Hi, there, Dear Reader. It’s late morning/early afternoon here in Lithia, Florida on Thursday, February 17, 2022. It is a balmy “winter” day in the Tampa Bay area. Currently, the temperature is 79˚F (26˚C) under mostly cloudy skies. With humidity at 75% and the wind blowing from the east-southeast at 13 MPH (21 KM/H), the feels-like temperature is 77˚F (25˚C). Today’s forecast calls for mostly sunny skies and a high of 89˚F (32˚C). Tonight, skies will be mostly clear. The low will be 66˚F (19˚C).

As you can see, we are in a typical Florida warming trend. One day it can be as chilly as, say, Sevilla (Spain) in late autumn, the next can be downright summer-like. These climatic “mood swings” were often topics of conversation with my late mother during her last years, especially when dementia ate away at her memory and sense of place.
See, before my mother’s health took a rather nasty downturn in 2010 – Mom had been slowly declining since 2005, but after the spring of 2010 she suffered from many issues after undergoing emergency surgery to repair her spine – she understood Florida’s weather patterns well. After all, she had lived in the Sunshine State for over 50 years, even taking into account the six-year period when we lived in the colder, higher Andean climate of Bogota, Colombia.

My mom loved to work on her garden, so before her last health crisis she was acutely aware of our fickle, ever-changing weather patterns. She had to be – she was the one who put the special fertilizer for our lychee tree in the backyard[1] and putter about the backyard, rearranging the potted plants, pruning away the dead leaves, or simply watering the plants with the garden hose. She enjoyed doing some of the gardening tasks she could still do in her late seventies and early eighties; what she could not do herself she left for our landscape guy, a Mexican named Calixto – to handle.

Even in the early stages of her being confined to a hospital-style bed in what had been the guest bedroom, Mom’s awareness of the passage of time and the oddities of Florida’s subtropical climate was still sharp as ever.
She taught me, for instance, how and when to put the special fertilizer for fruit trees around the base of the aboveground roots; it had to be applied in the early morning before the sun was too high up in the sky and therefore too hot. You also had to water the tree right away, applying enough water to wet the soil and the yellow-white fertilizer pellets, but not so much that the fertilizer would be washed away during the process.
There were more directions regarding the fertilization of the lychee tree since it did not bear fruit every year. However, I’ve been away from that house for almost six years, so I’ve forgotten most of them.

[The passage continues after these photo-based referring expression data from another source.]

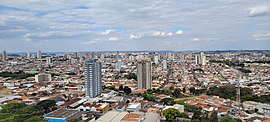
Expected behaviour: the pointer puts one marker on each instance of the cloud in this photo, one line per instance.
(65, 22)
(135, 36)
(259, 10)
(162, 34)
(113, 39)
(106, 32)
(27, 37)
(179, 32)
(166, 43)
(195, 40)
(264, 36)
(91, 42)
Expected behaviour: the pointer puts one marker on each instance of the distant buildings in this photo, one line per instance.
(116, 116)
(203, 59)
(93, 82)
(156, 58)
(39, 54)
(118, 65)
(200, 59)
(4, 56)
(69, 115)
(48, 60)
(28, 55)
(43, 77)
(164, 64)
(144, 77)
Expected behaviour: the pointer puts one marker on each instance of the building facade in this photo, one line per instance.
(144, 77)
(93, 82)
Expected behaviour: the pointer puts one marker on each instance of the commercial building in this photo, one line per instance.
(43, 77)
(93, 82)
(69, 115)
(144, 77)
(4, 55)
(48, 60)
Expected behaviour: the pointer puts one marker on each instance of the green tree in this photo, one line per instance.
(127, 90)
(177, 92)
(214, 117)
(121, 88)
(184, 90)
(171, 114)
(167, 101)
(227, 119)
(184, 115)
(46, 104)
(12, 107)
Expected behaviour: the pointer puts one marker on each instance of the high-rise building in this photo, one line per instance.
(28, 55)
(4, 56)
(144, 77)
(164, 64)
(48, 60)
(93, 82)
(203, 59)
(39, 54)
(118, 65)
(156, 58)
(43, 77)
(197, 59)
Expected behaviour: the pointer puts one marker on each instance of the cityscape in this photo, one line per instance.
(134, 61)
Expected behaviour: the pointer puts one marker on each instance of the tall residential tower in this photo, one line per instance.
(93, 82)
(144, 77)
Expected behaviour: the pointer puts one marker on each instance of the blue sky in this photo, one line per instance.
(108, 25)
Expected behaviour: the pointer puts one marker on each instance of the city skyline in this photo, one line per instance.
(68, 26)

However, with the passage of time and the progression of Mom’s dementia, her awareness of the seasons and Florida weather patterns gradually faded away.
I distinctly remember that around this time in 2015 – five months before she died – we had a heat wave that coincided with issues with the air conditioner. Her sickroom – which for a while after her death became my writing room/library – faced due west, and in the afternoons during that week when temperatures reached the high 80s and low 90s, Mom swore that it was high summer rather than mid-winter in South Florida.
I miss my mom. Terribly. But I don’t miss the last seven months of her life, which were full of sadness, fear, bitter bickering between my half-sister and me, and especially the awareness that my mom, who had once been a lively, intelligent, and highly active woman, was slowly but surely slipping away from us.
I apologize, Dear Reader, for not writing something less angsty. I had planned to do a Star Wars The Black Series action figure review. Unfortunately, there are certain things – songs that I’ll hear, say, or even environmental changes – such as warm days in February – that trigger unhappy memories.
Maybe tomorrow I’ll write that action figure review,
[1] I was told that the new owner had to have the lychee tree removed because its root system was playing havoc with the underground pipes beneath the patio floor. If by some miracle my half-sister and I could have harmoniously co-owned the house, like our mother originally planned, or if I had somehow been able to afford the expensive renovations and repairs that the townhouse needed, I still would have had to remove the tree. I’m glad that we don’t go to Miami and visit; the new owner happens to be one of The Caregiver’s nieces, so if we were going frequently to South Florida to attend South Miami High alumni functions like we were doing between 2016 and 2018, it’s not unrealistic to speculate that I’d see my old house at some point in a trip down Miami way.